The Church of the Holy Rosary was filled to capacity with survivors and refugees. As Lucia gently opened the heavy door, the soft sounds of a hymn played on an organ, with lyrics half-sung by people who didn’t know the words, greeted her. She walked inside and saw the packed congregation—the pews had mostly been removed, but that hadn’t stopped Father McClaren. Lucia smiled at a few of her citizens who thanked her for some minor task she’d accomplished. She hid what she felt, kept up the façade, and made small talk with her people as she looked for the priest.
Father Henry McClaren was ministering to an elderly woman as Lucia approached. The priest was an old man—in his early 70s, though still hale and hearty, with an infectious energy. His wispy white hair and kind green eyes made him seem instantly trustworthy.
“Father,” she said.
“Mayor Frausto,” he replied. “I’m surprised to see you here. You don’t strike me as the church-going type.”
I was, once, thought Lucia.
“Are you here about my absence from the meeting?” asked the priest. “I’ve been quite b—“
“I need someone to talk to,” said Lucia, interrupting him. “Do you have a moment?”
The priest’s expression briefly flashed to confusion, but quickly turned to compassion.
“Of course,” Father McClaren nodded. “We can speak in the basement. I have a quiet room down there.”
She followed the priest downstairs, making sure she smiled at the parishioners and refugees as she passed them, offering a few words of encouragement where she could.
In the basement, the priest led her over to a converted storage closet.
/> “I’ve been using this as a confessional,” he said, smiling slightly. “You are, of course, under no pressure to confess.”
“It’s been too long, and I’ve forgotten the ritual,” Lucia said. “I need to unburden my soul. I’m sorry that sounds so dramatic, but I’m carrying a weight, Father, and I have to tell someone.”
The priest took a seat, and motioned for Lucia to do the same.
“Before I tell you,” she said. “Please, no ‘my child’ or anything like that. I only want to talk.”
“Of course,” McClaren acknowledged. “Where do you want to start?”
“Los Caballeros Templarios,” Lucia blurted, the words leaping out of her mouth before she finished thinking them.
“The knightly order?”
She shook her head. “The cartel. The one that died in the 2010s, then was resurrected in the 2050s. They recruited me. I killed for them.”
“I see,” McClaren said, his eyes holding no judgment. “And you harbor guilt from that time?”

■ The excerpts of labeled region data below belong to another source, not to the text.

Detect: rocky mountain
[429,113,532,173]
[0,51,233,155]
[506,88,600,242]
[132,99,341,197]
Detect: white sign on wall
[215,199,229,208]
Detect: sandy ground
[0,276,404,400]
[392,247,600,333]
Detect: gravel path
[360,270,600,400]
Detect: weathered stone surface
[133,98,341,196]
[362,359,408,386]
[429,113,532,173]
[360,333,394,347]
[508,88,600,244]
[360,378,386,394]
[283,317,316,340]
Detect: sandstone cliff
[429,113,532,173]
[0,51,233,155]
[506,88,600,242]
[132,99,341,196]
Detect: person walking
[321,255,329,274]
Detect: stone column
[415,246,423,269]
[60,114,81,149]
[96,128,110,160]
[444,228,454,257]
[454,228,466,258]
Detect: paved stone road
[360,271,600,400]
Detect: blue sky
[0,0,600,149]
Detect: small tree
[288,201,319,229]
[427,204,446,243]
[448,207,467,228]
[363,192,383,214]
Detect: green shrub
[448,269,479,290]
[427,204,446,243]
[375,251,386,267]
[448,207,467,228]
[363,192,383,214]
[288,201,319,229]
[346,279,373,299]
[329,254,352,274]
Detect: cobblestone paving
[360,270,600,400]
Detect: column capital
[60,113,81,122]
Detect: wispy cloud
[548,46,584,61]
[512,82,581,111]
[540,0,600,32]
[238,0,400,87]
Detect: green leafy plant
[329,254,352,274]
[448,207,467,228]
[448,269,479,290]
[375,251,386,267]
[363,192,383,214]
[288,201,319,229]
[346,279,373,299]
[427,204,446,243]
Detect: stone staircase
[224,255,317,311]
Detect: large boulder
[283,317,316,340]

“No, well, yes, I mean…” Lucia stammered.
Silence hung in the air for a second. Lucia wasn’t sure what else she wanted to tell him. She tried to organize her thoughts, but failed. So, she poured it all out. She told him about how her time in the Templars was quick, brutal, and violent, but it was home for an orphan who never knew a family. She told him about drug-running, drive-by shootings, standing watch at brothels and drug dens and gambling parlors, and hurting elderly folks to force them to pay protection. The priest listened, taking it all in.

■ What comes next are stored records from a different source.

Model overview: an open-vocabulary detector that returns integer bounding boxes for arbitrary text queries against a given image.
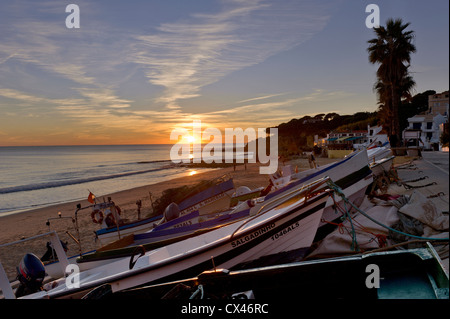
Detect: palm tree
[367,19,416,139]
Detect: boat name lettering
[180,193,226,216]
[173,220,192,228]
[271,222,300,240]
[231,224,275,248]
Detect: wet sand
[0,158,336,280]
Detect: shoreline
[0,158,336,280]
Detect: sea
[0,144,216,216]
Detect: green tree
[367,19,416,139]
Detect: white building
[403,113,447,150]
[403,91,449,150]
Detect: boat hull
[28,181,328,298]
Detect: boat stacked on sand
[69,152,372,270]
[93,178,235,246]
[45,179,262,279]
[266,150,373,235]
[13,178,329,299]
[369,155,395,176]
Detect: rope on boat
[327,180,449,245]
[427,192,445,198]
[402,182,437,189]
[402,176,428,183]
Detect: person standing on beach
[308,152,317,168]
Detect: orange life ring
[91,209,103,224]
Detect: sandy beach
[0,158,336,279]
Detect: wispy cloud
[131,0,328,109]
[0,0,338,145]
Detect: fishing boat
[93,245,449,302]
[266,150,373,240]
[71,151,372,269]
[95,178,235,246]
[12,178,329,299]
[367,146,392,163]
[76,200,260,270]
[45,182,262,279]
[369,156,395,176]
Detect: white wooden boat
[367,146,392,163]
[15,178,329,299]
[69,151,372,269]
[96,243,449,300]
[94,179,234,246]
[370,156,395,176]
[266,150,373,236]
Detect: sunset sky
[0,0,449,146]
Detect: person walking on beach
[308,152,317,168]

“The worst of it, though,” she said, “is that I committed these sins for money. I’ve forgiven myself for my time as a Templar. I was young and desperate, and maybe that’s no excuse, but I was still learning right and wrong. It’s what happened afterward that burdens me. I’m ashamed to my very core about what I did for Teledyne.”

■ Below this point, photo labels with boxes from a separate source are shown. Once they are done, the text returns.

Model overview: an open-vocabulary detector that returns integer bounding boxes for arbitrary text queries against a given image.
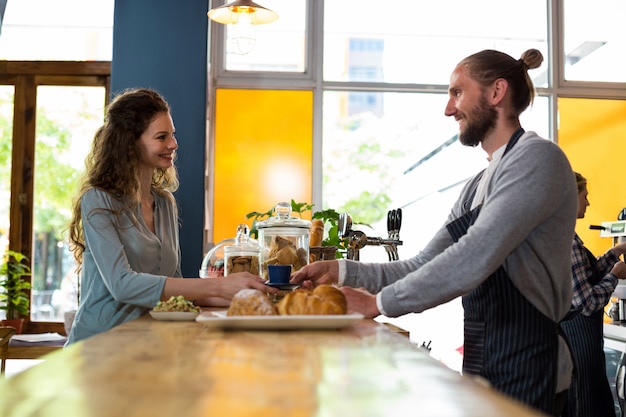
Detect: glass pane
[0,85,15,319]
[324,0,548,86]
[223,0,306,72]
[322,91,550,262]
[563,0,626,82]
[31,86,105,321]
[0,0,115,61]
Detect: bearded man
[291,49,577,416]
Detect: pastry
[226,288,276,316]
[276,285,348,315]
[309,219,324,246]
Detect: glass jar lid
[256,202,311,230]
[224,224,261,255]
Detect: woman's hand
[340,287,380,319]
[611,242,626,258]
[611,261,626,279]
[289,260,339,289]
[213,272,279,300]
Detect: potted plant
[0,250,30,333]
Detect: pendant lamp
[207,0,278,25]
[207,0,278,55]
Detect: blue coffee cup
[267,265,291,284]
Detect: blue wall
[111,0,208,277]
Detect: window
[0,65,110,331]
[563,0,626,83]
[0,0,114,332]
[211,0,626,360]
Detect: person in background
[563,172,626,417]
[291,49,576,415]
[67,89,277,344]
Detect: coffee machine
[589,216,626,322]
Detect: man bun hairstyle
[459,49,543,116]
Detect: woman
[68,89,277,344]
[563,172,626,417]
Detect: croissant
[276,285,348,315]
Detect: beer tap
[337,209,402,261]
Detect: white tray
[196,310,363,330]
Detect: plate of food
[196,285,363,330]
[150,295,200,321]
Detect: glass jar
[224,224,261,277]
[256,202,311,280]
[199,224,260,278]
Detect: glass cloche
[199,224,260,278]
[256,202,311,279]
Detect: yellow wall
[212,89,313,243]
[558,98,626,255]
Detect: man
[292,49,577,415]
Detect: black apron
[446,129,559,414]
[562,244,615,417]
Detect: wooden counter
[0,316,541,417]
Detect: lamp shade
[207,0,278,25]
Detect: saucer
[264,281,300,291]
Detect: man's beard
[459,97,498,147]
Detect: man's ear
[489,78,509,106]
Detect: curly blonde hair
[68,88,178,271]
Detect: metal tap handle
[394,208,402,240]
[387,210,396,239]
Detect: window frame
[0,61,111,333]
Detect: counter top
[0,315,542,417]
[604,322,626,342]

“What do you mean?” asked McClaren.
“Teledyne bought out the Templars,” she said. “Most of the existing leadership was purged. Those of us in the top ranks of the sicarios were given a choice—become Specialists or hit the road and return to the barrios we scrabbled to escape. It was a simple choice, and faced with the idea of poverty, I couldn’t go back, not once I’d tasted the good life.”